I’ve recently become aware of the Japanese art of Kintsugi, a process of mending broken pottery using gold resin, sometimes referred to mean “golden repair.”  In this art form, not only is there no attempt to hide the damaged seam of the broken ceramic, but the repair is literally illuminated with gold.  I find the results fascinating and elegant. (Take a look below.) This art form is seen as a metaphor for brokenness and healing—that embracing one’s brokenness and imperfections can create something unique, beautiful and strong.  What’s that got to do with Real Estate? Read on.

The theme at WREN meetings this month is Real Estate Horror stories.  We feature Investors who have been through difficult situations and find out how they have turned those situations around. What did they learn?  How did they navigate rough times? What did they learn? What can we learn from them? You won’t want to miss this event. They are there to share their Kintsugi.

I have attended a real estate club meeting where the leader declares they’ve been investing long enough to have “scars and t-shirts.” They say this phrase as a badge of honor.  Why?  Because they’ve been through the process of being broken and then repaired.  Those scars are merely a symbol of an event that happened and the strength we received in exchange for playing it out.  Author of Kintsugi Wellness, Candice Kumai says “You won’t realize your full potential until you go through the tough times.”

Here are Two Real Estate lessons we can learn from Kintsugi:

  1. Embrace the challenges.

    This real estate business is unpredictable and messy. Sometimes the bad outweighs the good, and other times the opposite is true. In Kintsugi, the cracks on a vase aren’t hidden and are instead used as part of the design, a reminder that the ‘bad’ will always exist; it’s a normal part of life.

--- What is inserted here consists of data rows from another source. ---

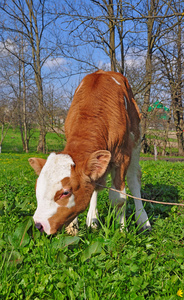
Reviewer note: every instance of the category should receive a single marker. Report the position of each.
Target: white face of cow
(63, 190)
(56, 168)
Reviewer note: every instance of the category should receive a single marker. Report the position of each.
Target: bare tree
(28, 20)
(171, 51)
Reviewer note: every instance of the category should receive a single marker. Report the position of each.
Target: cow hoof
(94, 224)
(72, 229)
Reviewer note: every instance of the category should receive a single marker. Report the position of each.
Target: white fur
(92, 212)
(134, 185)
(57, 167)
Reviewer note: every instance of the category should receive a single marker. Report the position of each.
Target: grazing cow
(103, 135)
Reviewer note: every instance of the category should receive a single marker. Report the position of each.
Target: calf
(103, 135)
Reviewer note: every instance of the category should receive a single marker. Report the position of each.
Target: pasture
(96, 264)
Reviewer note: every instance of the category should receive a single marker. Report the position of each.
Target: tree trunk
(38, 78)
(112, 36)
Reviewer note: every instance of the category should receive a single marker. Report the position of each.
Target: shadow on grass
(162, 193)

But we have the power to still create something beautiful.

  2. Be more resilience-oriented than goal-oriented

    Stop judging yourself for not reaching your real estate goal and start praising yourself for staying in the race.  Kintsugi refocuses our attention from what the object “should have been” to creating something beautiful and strong with what we do have. As author J. K. Rowling once said, “The knowledge that you have emerged wiser and stronger from setbacks means that you are, ever after, secure in your ability to survive.”

Let’s not apologize for our brokenness or see it as an adversity, but rather an opportunity to be made whole, to be made better.

And get out to those meetings.  Meet those how have navigated troubles and are willing to share their wisdom.